- Gender: Initially male, later female

Genealogy
- Spouse: Lisin
- Children: KU-anna, KU-kita, KU-ta-abzu, KU-kita-abzu, Irḫangul, Kituš-Keš, Lalanna, Urnunta-ea

= Ninsikila =

Mesopotamian deity

Ninsikila (or Ninsikil, 𒀭𒎏𒂖) was a Mesopotamian deity regarded as the spouse of Lisin. Early sources refer to Ninsikila as male, but starting with the Old Babylonian period the same figure came to be viewed as a goddess instead, with originally female Lisin accordingly reinterpreted as a god. The change of gender might have been influenced by an association between Ninsikila and the Dilmunite goddess Meskilak, whose name was sometimes spelled homonymously as Ninsikila in Mesopotamia, or by Lisin's placement before her spouse in god lists. Texts attesting the worship of Ninsikila include an inscription from Larsa and a magical formula from Meturan.

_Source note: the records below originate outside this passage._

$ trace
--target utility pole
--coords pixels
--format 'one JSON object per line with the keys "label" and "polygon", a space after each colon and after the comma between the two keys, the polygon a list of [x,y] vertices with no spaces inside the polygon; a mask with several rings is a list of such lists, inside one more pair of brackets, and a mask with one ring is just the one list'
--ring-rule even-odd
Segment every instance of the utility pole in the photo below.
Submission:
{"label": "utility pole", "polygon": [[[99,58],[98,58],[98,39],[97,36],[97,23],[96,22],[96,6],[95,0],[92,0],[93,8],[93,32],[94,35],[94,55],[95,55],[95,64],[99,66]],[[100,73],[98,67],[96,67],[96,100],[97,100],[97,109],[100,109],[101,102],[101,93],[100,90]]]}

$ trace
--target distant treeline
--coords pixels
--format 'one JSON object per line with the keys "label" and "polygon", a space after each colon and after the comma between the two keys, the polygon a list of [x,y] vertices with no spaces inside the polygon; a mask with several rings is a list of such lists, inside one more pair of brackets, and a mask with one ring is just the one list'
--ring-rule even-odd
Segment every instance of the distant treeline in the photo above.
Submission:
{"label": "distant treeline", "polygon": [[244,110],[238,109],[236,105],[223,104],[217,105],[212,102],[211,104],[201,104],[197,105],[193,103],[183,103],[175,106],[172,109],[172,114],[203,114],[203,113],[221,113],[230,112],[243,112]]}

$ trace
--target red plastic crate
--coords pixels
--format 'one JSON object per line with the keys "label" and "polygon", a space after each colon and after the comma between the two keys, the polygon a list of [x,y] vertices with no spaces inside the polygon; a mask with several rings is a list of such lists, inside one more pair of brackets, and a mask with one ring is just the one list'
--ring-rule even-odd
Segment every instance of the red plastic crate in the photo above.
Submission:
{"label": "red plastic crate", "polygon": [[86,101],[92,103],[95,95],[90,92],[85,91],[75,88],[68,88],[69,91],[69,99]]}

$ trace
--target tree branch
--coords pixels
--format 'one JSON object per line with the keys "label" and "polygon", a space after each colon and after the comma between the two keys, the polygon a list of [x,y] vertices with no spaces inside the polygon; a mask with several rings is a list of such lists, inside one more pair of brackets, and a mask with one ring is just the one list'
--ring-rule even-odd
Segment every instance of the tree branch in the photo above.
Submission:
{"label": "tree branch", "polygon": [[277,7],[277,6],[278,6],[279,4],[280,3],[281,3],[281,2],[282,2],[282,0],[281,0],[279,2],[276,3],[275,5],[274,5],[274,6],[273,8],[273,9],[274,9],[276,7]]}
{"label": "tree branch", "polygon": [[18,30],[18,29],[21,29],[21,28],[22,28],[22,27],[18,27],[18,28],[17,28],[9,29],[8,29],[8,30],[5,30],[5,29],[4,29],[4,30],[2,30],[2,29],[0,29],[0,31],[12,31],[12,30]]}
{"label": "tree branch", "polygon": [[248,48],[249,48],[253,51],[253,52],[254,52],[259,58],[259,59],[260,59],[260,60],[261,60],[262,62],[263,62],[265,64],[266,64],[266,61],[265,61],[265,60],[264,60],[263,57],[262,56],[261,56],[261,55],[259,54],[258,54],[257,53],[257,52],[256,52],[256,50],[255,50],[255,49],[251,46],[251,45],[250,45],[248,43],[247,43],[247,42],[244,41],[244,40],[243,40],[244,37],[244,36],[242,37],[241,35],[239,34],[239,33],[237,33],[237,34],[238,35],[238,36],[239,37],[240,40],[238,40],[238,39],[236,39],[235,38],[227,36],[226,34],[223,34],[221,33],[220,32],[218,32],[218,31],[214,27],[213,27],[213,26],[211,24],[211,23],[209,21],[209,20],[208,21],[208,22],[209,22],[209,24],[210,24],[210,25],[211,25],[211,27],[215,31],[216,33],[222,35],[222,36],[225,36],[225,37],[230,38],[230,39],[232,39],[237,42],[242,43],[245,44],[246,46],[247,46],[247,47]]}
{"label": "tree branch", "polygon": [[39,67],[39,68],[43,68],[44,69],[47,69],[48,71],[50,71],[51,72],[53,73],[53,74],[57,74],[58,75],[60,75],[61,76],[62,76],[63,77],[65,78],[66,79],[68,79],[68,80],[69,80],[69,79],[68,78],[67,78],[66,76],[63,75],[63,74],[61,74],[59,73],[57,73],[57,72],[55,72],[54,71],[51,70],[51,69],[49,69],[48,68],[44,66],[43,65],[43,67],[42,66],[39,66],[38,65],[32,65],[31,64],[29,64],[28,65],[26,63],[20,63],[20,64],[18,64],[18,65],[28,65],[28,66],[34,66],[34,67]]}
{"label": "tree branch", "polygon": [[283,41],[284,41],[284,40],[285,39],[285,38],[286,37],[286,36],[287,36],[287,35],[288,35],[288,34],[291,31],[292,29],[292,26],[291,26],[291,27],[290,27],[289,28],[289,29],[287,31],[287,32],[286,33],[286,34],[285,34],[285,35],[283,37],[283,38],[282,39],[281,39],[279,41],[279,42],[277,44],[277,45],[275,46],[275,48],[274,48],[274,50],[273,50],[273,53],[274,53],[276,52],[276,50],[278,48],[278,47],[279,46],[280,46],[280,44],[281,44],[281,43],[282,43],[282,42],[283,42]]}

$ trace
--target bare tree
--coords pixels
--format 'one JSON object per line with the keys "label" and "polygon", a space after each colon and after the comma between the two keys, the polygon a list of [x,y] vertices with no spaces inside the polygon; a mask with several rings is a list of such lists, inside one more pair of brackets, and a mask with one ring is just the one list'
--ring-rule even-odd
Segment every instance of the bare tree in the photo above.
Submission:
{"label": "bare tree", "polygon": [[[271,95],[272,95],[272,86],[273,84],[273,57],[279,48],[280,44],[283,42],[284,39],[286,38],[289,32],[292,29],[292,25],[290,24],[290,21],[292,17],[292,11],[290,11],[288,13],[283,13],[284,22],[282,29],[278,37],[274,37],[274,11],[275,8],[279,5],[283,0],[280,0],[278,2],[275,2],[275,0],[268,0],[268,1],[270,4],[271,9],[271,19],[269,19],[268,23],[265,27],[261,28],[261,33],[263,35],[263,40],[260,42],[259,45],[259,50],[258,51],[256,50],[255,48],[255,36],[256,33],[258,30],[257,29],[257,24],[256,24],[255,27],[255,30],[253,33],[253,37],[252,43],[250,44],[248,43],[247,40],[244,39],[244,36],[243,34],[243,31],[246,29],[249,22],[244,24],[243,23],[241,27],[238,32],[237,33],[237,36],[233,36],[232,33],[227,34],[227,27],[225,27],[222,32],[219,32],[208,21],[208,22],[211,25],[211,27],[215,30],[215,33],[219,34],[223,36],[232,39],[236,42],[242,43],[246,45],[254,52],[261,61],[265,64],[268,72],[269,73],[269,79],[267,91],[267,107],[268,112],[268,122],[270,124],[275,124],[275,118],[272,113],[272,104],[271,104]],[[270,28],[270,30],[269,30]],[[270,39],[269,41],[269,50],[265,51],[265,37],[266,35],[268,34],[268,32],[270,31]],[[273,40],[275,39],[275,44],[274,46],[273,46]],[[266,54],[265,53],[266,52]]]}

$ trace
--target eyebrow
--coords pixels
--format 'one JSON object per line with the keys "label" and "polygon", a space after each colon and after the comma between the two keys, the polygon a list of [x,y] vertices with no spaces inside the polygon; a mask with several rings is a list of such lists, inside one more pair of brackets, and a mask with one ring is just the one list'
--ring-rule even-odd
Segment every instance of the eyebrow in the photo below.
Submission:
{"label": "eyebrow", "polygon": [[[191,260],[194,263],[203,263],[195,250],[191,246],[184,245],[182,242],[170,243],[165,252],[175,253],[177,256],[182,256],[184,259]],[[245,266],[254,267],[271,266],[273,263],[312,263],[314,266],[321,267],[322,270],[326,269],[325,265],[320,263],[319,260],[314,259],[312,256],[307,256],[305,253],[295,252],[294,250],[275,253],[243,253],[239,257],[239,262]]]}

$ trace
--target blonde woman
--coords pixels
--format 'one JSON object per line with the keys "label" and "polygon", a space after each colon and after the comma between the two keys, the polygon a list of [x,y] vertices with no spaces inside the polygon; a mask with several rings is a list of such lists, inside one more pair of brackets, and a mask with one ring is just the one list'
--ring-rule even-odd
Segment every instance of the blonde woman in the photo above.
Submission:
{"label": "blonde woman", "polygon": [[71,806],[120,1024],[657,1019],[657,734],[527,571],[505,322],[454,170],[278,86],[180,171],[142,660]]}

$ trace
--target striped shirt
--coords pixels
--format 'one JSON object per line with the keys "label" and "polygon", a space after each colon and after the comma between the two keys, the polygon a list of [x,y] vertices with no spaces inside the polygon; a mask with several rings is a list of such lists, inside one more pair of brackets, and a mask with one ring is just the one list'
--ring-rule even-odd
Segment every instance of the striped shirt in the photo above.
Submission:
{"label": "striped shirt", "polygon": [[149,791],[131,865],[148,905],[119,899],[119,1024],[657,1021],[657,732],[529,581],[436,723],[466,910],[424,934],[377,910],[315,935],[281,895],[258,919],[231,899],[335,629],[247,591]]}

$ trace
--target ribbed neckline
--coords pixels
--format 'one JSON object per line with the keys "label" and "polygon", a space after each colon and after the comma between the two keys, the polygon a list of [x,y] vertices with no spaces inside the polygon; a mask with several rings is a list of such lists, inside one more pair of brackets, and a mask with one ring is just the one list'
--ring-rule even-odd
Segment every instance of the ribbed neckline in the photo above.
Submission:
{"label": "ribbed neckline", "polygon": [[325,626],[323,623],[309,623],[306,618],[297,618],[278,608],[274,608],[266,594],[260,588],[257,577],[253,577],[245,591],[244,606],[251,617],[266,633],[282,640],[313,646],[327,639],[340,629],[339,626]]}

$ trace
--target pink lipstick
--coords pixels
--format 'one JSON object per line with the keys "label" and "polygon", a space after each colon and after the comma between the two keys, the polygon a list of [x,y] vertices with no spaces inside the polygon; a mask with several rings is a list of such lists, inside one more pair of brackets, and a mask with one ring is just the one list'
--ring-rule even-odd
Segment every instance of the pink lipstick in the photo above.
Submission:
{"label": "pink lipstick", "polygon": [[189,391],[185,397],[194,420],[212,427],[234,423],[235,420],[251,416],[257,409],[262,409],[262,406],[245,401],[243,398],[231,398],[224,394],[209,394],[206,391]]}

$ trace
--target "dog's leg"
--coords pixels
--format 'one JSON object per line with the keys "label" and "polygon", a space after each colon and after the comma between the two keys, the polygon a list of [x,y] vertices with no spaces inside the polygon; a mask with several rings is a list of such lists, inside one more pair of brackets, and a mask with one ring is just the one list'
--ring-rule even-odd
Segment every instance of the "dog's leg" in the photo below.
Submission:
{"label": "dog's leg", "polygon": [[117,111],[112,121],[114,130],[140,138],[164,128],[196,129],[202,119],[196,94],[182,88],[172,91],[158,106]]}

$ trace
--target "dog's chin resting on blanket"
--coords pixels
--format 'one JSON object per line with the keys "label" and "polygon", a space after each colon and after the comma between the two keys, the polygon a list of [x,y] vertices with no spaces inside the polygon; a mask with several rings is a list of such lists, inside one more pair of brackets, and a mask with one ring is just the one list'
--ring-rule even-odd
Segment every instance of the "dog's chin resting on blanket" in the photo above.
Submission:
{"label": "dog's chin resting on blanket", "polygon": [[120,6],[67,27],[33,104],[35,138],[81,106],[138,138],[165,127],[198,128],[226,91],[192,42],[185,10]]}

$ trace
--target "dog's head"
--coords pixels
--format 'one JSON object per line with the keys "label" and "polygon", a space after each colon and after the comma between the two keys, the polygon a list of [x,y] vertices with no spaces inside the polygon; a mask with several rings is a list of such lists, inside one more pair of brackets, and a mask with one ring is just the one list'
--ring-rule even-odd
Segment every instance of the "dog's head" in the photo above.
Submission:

==Associations with other deities==
Ninsikila was the spouse of Lisin. Eight children are assigned to them in the god list An = Anum: KU-anna, KU-kita, KU-ta-abzu, KU-kita-abzu (reading of the first sign in all four names is uncertain), Irḫangul, Kituš-Keš, Lalanna (or Lulalanna) and Urnunta-ea. It has been pointed out that while some copies of this document refer to this group of deities as the "children of Lisin," one instead calls them the "children of Ninsikila."

==Gender==
Initially Ninsikila was considered a god and Lisin a goddess. However, in texts postdating the Old Babylonian period, and less commonly also in Old Babylonian ones, their genders could be switched, and for example in the Middle Babylonian god list An = Anum the former is female and the latter male. According to Joan Goodnick Westenholz, it is possible that the fact that in Old Babylonian god lists Ninsikila follows Lisin might have influenced the reinterpretation of their identities. An example of such a text is the Weidner god list, in which Lisin precedes Ninsikila. According to Piotr Michalowski the same order is attested in all the other known sources which list both of them in sequence. A second factor might have been the existence of a homophonous, though not identical, goddess Ninsikila, who was originally known as Meskilak and originated in Dilmun. While the name Ninsikila can be found in the myth Enki and Ninhursag, it refers to the Dilmunite goddess in this context.

The change in Ninsikila's gender has been compared to the case of Uṣur-amāssu, who appears as a male deity in An = Anum, but later came to be viewed as female.

==Worship==
Thorkild Jacobsen assumed that Ninsikila was worshiped alongside Lisin in Adab. However, he is not listed among the deities attested in texts from this city from the third millennium BCE in a more recent survey of the local pantheon compiled by Marcos Such-Gutiérrez.

A diorite bowl from Larsa has been dedicated by a certain Ṣālilum for the life of king Rim-Sîn I jointly to Ninsikila and Lisin, according to Douglas Frayne with the former to be interpreted as a goddess and the latter as a god. However, according to Gabriella Spada it is also possible that the opposite interpretation is true.

Ninsikila appears in a magical text from Meturan which also mentions Lisin, but the passage is considered difficult to explain and might contain references to unknown mythical situations.